We too, have a great wish that our children should be like us, and instinctively we measure our success by theirs. We invest decades of hard work into our children and our youth, and we hope that they too will grow up to be the kind, mature, loving adults that we are. We set them up to succeed in the lofty goals and aspirations that we dreamt of for ourselves, and we hope that they will not deviate far from the path that we have set them upon. We pray to merit that they will know G-d as we know G-d, that they will walk in His light, that His Hand will hold theirs.
Yet the truth of this success lies within us. If we want our children to be strong and healthy and to embrace their Jewish identity, then we ourselves must be strong and healthy. We ourselves must embrace and celebrate our Judaism and our commitment to it. We must harken to the constant quest inside of us which calls us to do bigger and better every moment of the day, to break through barriers and self-imposed limitations. For the opposite of growth is death. We must stand tall and strong in our beliefs. For those who sway in the winds of others are never at peace, never calm.
We do not have to tell our children how to live their lives. For their roots come from us. All we need to do is nurture it within ourselves, and our growth will shape the future of our children and the future of our world.

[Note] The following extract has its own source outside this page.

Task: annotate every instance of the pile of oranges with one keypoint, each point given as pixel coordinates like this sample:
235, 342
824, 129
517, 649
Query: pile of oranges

On the 15th of this month, we celebrate the birthday of the trees as they begin their yearly rebirth. For growth is always a celebration. We too, are growing, even though it may yet be unquantifiable, invisible. This growth too, should be celebrated. And when we grow spiritually, we are tapping into the tree which we ourselves are rooted in; we are connecting to life itself. For ‘Etz Chaim Hi’ – ‘The Torah is a tree of life’, promising immortality to all those who cling to it. ‘Its ways are sweet, and all of its paths bring peace.’ Indeed, what more could we ask for ourselves and our children?